Flucht und Klima bedingen einander

- Von Claudia Kling c.kling@schwaebisc­he.de

Während in Glasgow die Staaten um den Schutz der Erde vor allzu großer Erhitzung ringen, frieren an der Grenze zwischen Belarus und Polen Tausende Flüchtling­e im Wald. Was hat das eine mit dem anderen zu tun? Sehr viel. Denn bereits jetzt lassen sich zahlreiche weltweite Konflikte auch auf Hunger und Wasserknap­pheit zurückführ­en. Das trifft beispielsw­eise für Syrien zu. Das ist auch in Nigeria der Fall, wo am ausgetrock­neten Tschadsee Menschen um Wasser und Weideland kämpfen. Im Kampf gegen den Klimawande­l hat die zur Gewohnheit gewordene Nabelschau des Westens mitunter tödliche Folgen. Das wird hierzuland­e ob des Streits um einen Verbrenner- oder Elektromot­or im neuen Auto gern vergessen.

Anstatt sich darüber Gedanken zu machen, mit welchen Zäunen und Mauern Flüchtling­e von der Europäisch­en Union ferngehalt­en werden können, sollte die künftige Bundesregi­erung mehr als die bisherige die Ursachen der Migration in den Fokus nehmen. Wenn Deutschlan­d nicht zum Sehnsuchts­ort von Millionen von Menschen werden will, muss es dazu beitragen, die Lebensumst­ände in den Herkunftsl­ändern zu verbessern. Dazu gehören Arbeitsmög­lichkeiten, Schulen und eine Gesundheit­sversorgun­g, die diesen Namen verdient. „Etwas Besseres als den Tod findest du allemal“, sagen die Tiere im Märchen „Die Bremer Stadtmusik­anten“. Das gilt auch für Menschen.

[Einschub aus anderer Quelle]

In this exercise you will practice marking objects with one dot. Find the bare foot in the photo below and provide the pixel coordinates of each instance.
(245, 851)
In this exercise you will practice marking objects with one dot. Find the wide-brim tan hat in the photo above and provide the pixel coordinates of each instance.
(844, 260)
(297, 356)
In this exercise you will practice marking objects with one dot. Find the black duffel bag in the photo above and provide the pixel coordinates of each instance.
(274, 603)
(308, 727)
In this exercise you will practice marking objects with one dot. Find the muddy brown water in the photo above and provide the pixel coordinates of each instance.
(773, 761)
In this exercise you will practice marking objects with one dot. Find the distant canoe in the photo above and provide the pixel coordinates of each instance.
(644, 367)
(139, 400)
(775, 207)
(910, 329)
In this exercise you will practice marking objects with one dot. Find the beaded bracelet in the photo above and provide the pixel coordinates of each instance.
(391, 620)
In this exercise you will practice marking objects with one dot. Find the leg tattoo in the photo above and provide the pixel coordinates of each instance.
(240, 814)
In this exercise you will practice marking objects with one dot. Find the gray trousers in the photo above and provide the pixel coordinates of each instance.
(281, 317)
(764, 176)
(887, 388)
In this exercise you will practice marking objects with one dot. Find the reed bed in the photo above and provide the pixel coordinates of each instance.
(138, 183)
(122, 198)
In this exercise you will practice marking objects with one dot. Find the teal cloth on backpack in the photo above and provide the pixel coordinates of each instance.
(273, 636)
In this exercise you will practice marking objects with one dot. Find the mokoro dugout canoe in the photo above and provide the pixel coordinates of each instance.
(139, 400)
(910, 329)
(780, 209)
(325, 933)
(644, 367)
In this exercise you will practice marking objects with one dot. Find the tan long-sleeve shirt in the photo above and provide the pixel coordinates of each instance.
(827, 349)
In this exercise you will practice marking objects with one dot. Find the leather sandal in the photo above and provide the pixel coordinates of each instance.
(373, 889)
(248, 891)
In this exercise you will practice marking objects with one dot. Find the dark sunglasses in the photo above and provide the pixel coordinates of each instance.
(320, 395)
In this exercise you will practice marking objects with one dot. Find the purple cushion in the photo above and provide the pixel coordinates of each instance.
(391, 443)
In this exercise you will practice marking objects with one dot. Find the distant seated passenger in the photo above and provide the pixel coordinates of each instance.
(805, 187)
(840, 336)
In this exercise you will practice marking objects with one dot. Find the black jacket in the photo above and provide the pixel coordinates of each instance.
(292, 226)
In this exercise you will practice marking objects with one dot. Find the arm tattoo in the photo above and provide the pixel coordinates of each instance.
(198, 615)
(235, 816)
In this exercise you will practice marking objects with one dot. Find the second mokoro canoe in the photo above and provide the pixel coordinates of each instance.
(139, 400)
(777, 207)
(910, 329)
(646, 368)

Die Migrations­politik hat keine Fridays-for-Future-Bewegung hinter sich, die das Thema stetig pusht. Flüchtling­e interessie­ren meist nur dann, wenn sie vor oder innerhalb der eigenen Landesgren­zen stehen. Wegen des belarussis­chen Machthaber­s Alexander Lukaschenk­o ist es nun wieder verstärkt so weit. Doch anstatt sich über ihn und seine perfide Schleuserp­olitik aufzuregen, sollten sich die EU-Länder besser fragen, was sie selbst tun können, um solche Situatione­n künftig zu vermeiden.

Fluchtursa­chen zu bekämpfen, ist zugegebene­rmaßen ein langwierig­er Weg. Eine gemeinsame Linie in der Flüchtling­spolitik zu finden, wäre schneller möglich, wenn manche EUStaaten nicht so egoistisch wären.